Islamabad: Pakistan has informed the World Bank about India’s completing of the Kishanganga hydropower project during the bank’s “pause” period and has urged it to “recognise its responsibility” under the Indus Waters Treaty, reported the Dawn.
Pakistan has approached the World Bank, the mediator between the two countries of the water distribution treaty, in the past and raised issues over Kishanganga and Ratle projects in Jammu and Kashmir.
A government official told Dawn that power division of the energy ministry sent a fresh communiqué early this week to the bank’s vice president urging the international organisation to “recognise its responsibility” and play its role to ensure that India abided by the provisions of the 1960 treaty while building the projects.

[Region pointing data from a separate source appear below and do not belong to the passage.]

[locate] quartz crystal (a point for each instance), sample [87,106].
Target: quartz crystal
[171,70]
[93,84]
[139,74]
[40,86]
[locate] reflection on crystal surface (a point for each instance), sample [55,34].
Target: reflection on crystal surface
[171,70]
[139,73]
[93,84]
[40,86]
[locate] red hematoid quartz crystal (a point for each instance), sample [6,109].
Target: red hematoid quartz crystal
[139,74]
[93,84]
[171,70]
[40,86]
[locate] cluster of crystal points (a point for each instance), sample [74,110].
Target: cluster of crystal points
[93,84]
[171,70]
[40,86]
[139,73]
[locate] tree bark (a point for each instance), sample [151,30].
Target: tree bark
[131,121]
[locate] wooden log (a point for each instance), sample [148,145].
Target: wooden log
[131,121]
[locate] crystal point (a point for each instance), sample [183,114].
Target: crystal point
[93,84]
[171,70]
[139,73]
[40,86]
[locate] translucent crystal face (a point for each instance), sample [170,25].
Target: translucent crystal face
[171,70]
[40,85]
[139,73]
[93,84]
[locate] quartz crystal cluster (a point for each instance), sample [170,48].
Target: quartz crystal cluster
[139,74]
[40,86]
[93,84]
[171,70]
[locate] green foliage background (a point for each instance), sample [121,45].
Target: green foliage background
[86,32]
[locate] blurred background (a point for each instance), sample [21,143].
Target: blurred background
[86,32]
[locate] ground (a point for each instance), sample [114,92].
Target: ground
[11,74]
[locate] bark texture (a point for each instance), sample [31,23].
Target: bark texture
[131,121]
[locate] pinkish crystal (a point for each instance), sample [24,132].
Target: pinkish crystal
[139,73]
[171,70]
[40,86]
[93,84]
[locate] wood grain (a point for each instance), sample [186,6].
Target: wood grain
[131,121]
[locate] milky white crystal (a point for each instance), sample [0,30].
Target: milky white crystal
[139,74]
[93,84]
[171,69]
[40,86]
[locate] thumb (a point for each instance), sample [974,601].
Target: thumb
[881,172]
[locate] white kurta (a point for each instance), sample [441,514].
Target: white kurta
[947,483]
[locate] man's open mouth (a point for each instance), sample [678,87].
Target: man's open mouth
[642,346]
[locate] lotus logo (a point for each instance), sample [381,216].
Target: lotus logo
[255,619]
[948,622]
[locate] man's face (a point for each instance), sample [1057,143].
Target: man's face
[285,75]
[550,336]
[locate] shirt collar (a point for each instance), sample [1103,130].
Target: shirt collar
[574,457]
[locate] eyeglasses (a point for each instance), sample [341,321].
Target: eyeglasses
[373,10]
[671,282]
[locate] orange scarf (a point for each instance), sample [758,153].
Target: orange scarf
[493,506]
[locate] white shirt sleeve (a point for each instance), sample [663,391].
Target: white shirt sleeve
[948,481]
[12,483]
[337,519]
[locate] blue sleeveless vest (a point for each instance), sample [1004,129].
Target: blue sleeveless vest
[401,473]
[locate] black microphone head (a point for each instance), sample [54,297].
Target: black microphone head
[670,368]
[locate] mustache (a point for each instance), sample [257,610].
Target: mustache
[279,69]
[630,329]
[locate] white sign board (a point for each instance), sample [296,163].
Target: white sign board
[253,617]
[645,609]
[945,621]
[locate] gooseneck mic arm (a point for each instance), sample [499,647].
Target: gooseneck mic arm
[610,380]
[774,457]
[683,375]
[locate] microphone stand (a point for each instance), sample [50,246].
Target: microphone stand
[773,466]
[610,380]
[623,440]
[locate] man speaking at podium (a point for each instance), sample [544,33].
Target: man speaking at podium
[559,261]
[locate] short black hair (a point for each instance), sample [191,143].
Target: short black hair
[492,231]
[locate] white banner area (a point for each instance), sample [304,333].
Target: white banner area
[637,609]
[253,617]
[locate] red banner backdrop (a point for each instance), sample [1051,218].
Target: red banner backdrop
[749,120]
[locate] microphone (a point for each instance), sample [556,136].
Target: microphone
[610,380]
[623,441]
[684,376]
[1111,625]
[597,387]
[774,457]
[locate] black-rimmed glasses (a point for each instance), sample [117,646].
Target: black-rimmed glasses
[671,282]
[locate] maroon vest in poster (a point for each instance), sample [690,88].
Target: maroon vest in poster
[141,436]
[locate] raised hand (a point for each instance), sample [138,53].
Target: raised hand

It has been flagging concern over designs of India’s five hydroelectricity projects – Pakal Dul (1000 MW), Ratle (850 MW), Kishanganga (330 MW), Miyar (120 MW) and Lower Kalnai (48 MW) – being built/planned in the Indus river basin, contending these violate the treaty.
Pakistan had called for resolution of disputes over Kishanganga project on the Neelum river (Jehlum) and 850MW Ratle hydropower project on the Chenab.
The official said the letter had reached the banks head office in Washington and had been delivered to its vice president concerned as confirmed by Pakistans director to the bank, the report said.
The official said there was no doubt that India had completed the Kishanganga project during the period the World Bank “paused” the process for constitution of a Court of Arbitration (COA) as requested by Pakistan in early 2016.
The Pakistan’s request was countered by India by calling for a neutral expert.
Pakistan had called for resolution of disputes over Kishanganga project on the Neelum river and Ratle hydropower project on the Chenab.
Asked about the governments next move, the official said the authorities could not just sit back and had to take the matter to its logical conclusion.
Pakistan had received reports in August last year that New Delhi had completed the Kishanganga project as per the design that had been objected by Islamabad, the report said.
The letter was sent to the World Bank after a Pakistani delegation of the Indus Waters Commission was not allowed to visit various projects in India, including Kishanganga and Ratle schemes, it said.
Pakistan has raised objections over the design of the hydel project in Jammu and Kashmir, saying it is not in line with the criteria laid down under the Indus Water Treaty between the two countries.
India has, however, asserted the project design is “well within parameters” of the treaty and urged the bank to appoint a neutral expert.